As it happens my newfound indifference to anything and everything Hollywood grunts out comes just in time for the once-unthinkable to happen—the deliberate murder of the metroplex theaters. Big-budget sci-fi/fantasy films will still screen in IMAX and whatever, there may still be an arthouse theater in the college towns, but the days of seeing the latest light comedy or the sequel to a long-running franchise on a big screen are coming to a close. The “ant farm” metroplexes will either close or modify to accommodate the most elaborate sound and video technologies employed in modern special effects. Drive-ins may or may not make a comeback. This is all very new and it’s hard to say what will happen. Everyone seems to be taking this in stride, though, and why not? It seems like the natural progression of things.


Like everything else, what was once a near-universal experience of movie-going will become a niche interest. Most people will make their own popcorn at home and watch the streaming. I never thought I would see the day, but someone signed off on this and here we are.


*******


What’s to be said about mainstream-published books and bookstores that hasn’t been said already? These have been shambling dead for a while, with the occasional Barnes and Noble or Books-a-Million featuring more space for Funko Pop toys and other knick-knacks than actual books.


The real gut-punch for me, though, is remembering when writers like John Updike and Norman Mailer and Gore Vidal used to be important. It was a big deal when they published a new work. Now almost no one knows who they are. Books aren’t a big deal any more. Literature is a course in school, not a living, breathing art form. Blame critical theory, blame the Internet, blame comic book movies, blame the dumbing-down and infantilization of the general public. It’s gone and it’s not coming back. It’s a very small niche interest at best, the smallest of all I’ve mentioned so far.


*******


I can’t help making faces at the friends of mine on Facebook who detest the theater of athletes kneeling for the national anthem before sporting events, yet still support these athletes and their teams by watching them. I’m not the only one who’s turned his back entirely, though.


Consider: One hundred years ago the entire U.S. of A. used to shut down for baseball’s World Series. Some say 1994’s Year Without a World Series (because of a strike) drove the stake into its heart, but it was on the way out long before that. Professional baseball has been a niche interest for decades now. The National Football League’s Super Bowl came so close to being a nationally unifying event but that’s over, too. It’s still a good night for the bars—assuming they will be allowed to be open in this time of the Forever Pandemic—but it’s already nothing like it used to be.

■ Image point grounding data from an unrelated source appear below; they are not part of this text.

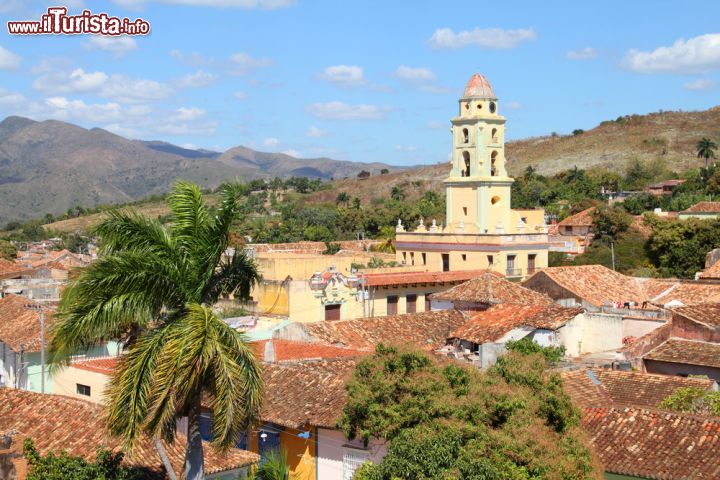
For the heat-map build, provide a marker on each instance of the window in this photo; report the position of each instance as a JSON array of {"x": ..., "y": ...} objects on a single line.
[
  {"x": 332, "y": 312},
  {"x": 82, "y": 389},
  {"x": 392, "y": 304},
  {"x": 352, "y": 460},
  {"x": 411, "y": 303}
]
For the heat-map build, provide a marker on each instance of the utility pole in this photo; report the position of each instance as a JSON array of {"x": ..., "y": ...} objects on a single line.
[{"x": 41, "y": 308}]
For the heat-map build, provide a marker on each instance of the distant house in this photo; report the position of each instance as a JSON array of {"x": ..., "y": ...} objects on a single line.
[
  {"x": 424, "y": 330},
  {"x": 56, "y": 423},
  {"x": 682, "y": 357},
  {"x": 702, "y": 210},
  {"x": 635, "y": 440},
  {"x": 666, "y": 187},
  {"x": 482, "y": 292}
]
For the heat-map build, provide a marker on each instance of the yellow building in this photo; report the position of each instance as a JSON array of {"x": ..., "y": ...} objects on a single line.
[{"x": 481, "y": 230}]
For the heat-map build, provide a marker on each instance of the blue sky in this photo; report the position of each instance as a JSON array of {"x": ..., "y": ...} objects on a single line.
[{"x": 359, "y": 80}]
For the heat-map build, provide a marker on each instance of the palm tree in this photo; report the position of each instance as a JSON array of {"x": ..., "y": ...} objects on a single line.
[
  {"x": 706, "y": 149},
  {"x": 152, "y": 288}
]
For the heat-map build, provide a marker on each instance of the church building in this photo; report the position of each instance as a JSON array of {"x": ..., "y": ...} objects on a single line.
[{"x": 481, "y": 231}]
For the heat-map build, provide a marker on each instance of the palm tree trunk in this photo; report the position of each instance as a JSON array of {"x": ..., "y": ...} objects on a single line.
[{"x": 194, "y": 458}]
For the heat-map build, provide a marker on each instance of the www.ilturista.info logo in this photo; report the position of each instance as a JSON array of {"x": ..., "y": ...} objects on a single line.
[{"x": 57, "y": 22}]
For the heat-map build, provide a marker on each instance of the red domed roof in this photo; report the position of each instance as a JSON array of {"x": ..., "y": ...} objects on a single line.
[{"x": 478, "y": 86}]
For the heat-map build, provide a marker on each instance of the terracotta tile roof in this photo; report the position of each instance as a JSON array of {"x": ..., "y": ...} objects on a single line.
[
  {"x": 596, "y": 284},
  {"x": 580, "y": 219},
  {"x": 618, "y": 388},
  {"x": 707, "y": 314},
  {"x": 653, "y": 444},
  {"x": 686, "y": 292},
  {"x": 712, "y": 272},
  {"x": 404, "y": 278},
  {"x": 20, "y": 325},
  {"x": 690, "y": 352},
  {"x": 704, "y": 207},
  {"x": 288, "y": 350},
  {"x": 104, "y": 365},
  {"x": 305, "y": 392},
  {"x": 58, "y": 423},
  {"x": 10, "y": 269},
  {"x": 492, "y": 288},
  {"x": 493, "y": 324},
  {"x": 424, "y": 330}
]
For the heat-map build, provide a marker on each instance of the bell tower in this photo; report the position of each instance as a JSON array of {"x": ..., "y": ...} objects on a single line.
[{"x": 478, "y": 188}]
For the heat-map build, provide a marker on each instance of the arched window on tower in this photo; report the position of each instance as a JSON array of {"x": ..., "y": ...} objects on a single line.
[{"x": 466, "y": 161}]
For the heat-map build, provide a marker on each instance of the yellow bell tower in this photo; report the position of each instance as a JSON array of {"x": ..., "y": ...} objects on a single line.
[
  {"x": 481, "y": 231},
  {"x": 478, "y": 188}
]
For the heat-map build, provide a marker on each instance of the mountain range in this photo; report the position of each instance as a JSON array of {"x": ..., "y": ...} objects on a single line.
[{"x": 50, "y": 166}]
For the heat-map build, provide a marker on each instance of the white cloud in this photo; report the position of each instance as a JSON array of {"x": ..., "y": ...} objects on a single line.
[
  {"x": 586, "y": 53},
  {"x": 8, "y": 60},
  {"x": 696, "y": 55},
  {"x": 700, "y": 84},
  {"x": 193, "y": 58},
  {"x": 118, "y": 46},
  {"x": 345, "y": 111},
  {"x": 414, "y": 74},
  {"x": 293, "y": 153},
  {"x": 344, "y": 75},
  {"x": 10, "y": 99},
  {"x": 314, "y": 132},
  {"x": 184, "y": 114},
  {"x": 198, "y": 79},
  {"x": 241, "y": 63},
  {"x": 116, "y": 87},
  {"x": 245, "y": 4},
  {"x": 482, "y": 37}
]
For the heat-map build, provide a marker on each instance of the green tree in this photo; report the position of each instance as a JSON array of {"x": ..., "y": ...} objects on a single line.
[
  {"x": 153, "y": 288},
  {"x": 706, "y": 149},
  {"x": 446, "y": 421},
  {"x": 107, "y": 466}
]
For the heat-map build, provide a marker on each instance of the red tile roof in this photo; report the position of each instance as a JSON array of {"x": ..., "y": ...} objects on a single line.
[
  {"x": 690, "y": 352},
  {"x": 492, "y": 324},
  {"x": 426, "y": 330},
  {"x": 57, "y": 423},
  {"x": 653, "y": 444},
  {"x": 305, "y": 392},
  {"x": 287, "y": 350},
  {"x": 618, "y": 388},
  {"x": 20, "y": 325},
  {"x": 580, "y": 219},
  {"x": 104, "y": 365},
  {"x": 704, "y": 207},
  {"x": 492, "y": 288},
  {"x": 406, "y": 278},
  {"x": 596, "y": 284}
]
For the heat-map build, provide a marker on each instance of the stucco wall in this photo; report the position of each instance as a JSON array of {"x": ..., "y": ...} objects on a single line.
[{"x": 331, "y": 448}]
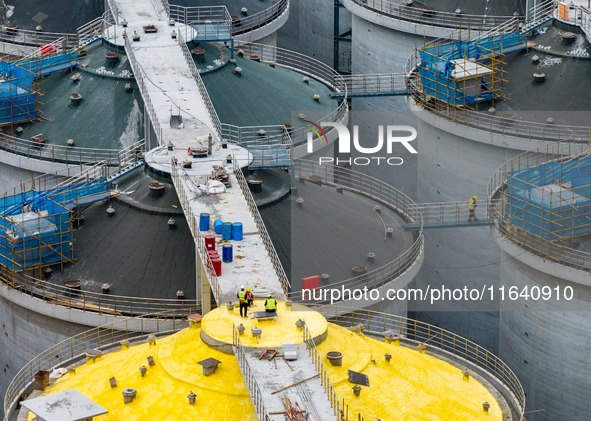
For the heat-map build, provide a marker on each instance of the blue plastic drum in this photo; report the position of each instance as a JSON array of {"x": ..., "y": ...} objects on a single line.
[
  {"x": 237, "y": 234},
  {"x": 227, "y": 231},
  {"x": 217, "y": 226},
  {"x": 227, "y": 253},
  {"x": 204, "y": 222}
]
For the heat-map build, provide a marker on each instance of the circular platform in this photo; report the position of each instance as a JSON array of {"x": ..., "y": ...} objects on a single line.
[{"x": 217, "y": 326}]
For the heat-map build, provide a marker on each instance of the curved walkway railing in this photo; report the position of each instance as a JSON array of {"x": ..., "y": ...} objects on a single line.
[
  {"x": 379, "y": 192},
  {"x": 94, "y": 302},
  {"x": 378, "y": 324},
  {"x": 429, "y": 16},
  {"x": 240, "y": 24},
  {"x": 71, "y": 154},
  {"x": 553, "y": 250},
  {"x": 73, "y": 349}
]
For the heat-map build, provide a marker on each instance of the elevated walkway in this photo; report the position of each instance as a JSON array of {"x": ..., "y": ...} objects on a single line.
[
  {"x": 368, "y": 85},
  {"x": 173, "y": 92},
  {"x": 447, "y": 215}
]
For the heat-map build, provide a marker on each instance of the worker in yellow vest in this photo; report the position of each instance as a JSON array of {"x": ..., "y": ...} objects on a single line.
[
  {"x": 270, "y": 304},
  {"x": 472, "y": 208},
  {"x": 243, "y": 302}
]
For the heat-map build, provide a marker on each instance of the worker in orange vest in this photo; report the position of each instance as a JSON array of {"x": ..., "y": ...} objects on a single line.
[
  {"x": 249, "y": 297},
  {"x": 242, "y": 300}
]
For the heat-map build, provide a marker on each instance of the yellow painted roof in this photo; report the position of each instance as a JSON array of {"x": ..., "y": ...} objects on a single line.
[
  {"x": 218, "y": 325},
  {"x": 412, "y": 386}
]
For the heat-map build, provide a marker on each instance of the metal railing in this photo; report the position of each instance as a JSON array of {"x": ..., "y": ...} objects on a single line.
[
  {"x": 71, "y": 154},
  {"x": 73, "y": 350},
  {"x": 323, "y": 374},
  {"x": 252, "y": 385},
  {"x": 376, "y": 323},
  {"x": 382, "y": 193},
  {"x": 379, "y": 83},
  {"x": 194, "y": 227},
  {"x": 429, "y": 16},
  {"x": 244, "y": 24},
  {"x": 90, "y": 30},
  {"x": 446, "y": 213},
  {"x": 37, "y": 38},
  {"x": 262, "y": 229},
  {"x": 92, "y": 302},
  {"x": 557, "y": 250}
]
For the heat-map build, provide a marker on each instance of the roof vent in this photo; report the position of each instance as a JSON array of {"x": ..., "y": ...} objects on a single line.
[
  {"x": 191, "y": 397},
  {"x": 129, "y": 394},
  {"x": 539, "y": 77}
]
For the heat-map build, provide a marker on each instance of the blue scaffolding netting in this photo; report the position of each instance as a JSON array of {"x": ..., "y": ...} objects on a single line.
[
  {"x": 35, "y": 225},
  {"x": 17, "y": 93},
  {"x": 552, "y": 200},
  {"x": 438, "y": 63}
]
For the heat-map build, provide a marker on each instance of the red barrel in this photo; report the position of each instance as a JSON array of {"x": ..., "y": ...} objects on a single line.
[
  {"x": 217, "y": 266},
  {"x": 210, "y": 242},
  {"x": 213, "y": 254}
]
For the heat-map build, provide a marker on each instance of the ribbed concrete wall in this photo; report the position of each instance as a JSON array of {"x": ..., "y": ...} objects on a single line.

So many once national obsessions turned niche interests of several hundred thousand fans, maybe even a million or more fans. Still what is one million in a nation of 330 million?


It’s sad to think there will never, ever be another event like The Beatles on The Ed Sullivan Show that caused guitar sales to go through the roof and energized popular music. That we’re all multi-cultural and diverse and with different tastes and interests doesn’t help. Not only is there nothing to unify us, we don’t want to be unified. We want to hang with our increasingly atomized, but comfy-cozy tribes. It is what it is, despite the messages we’re sold in media only so many people pay attention to anymore.


We’ve turned more than one corner this A.D. 2020. As of this year we are thoroughly divided and quite decisively conquered.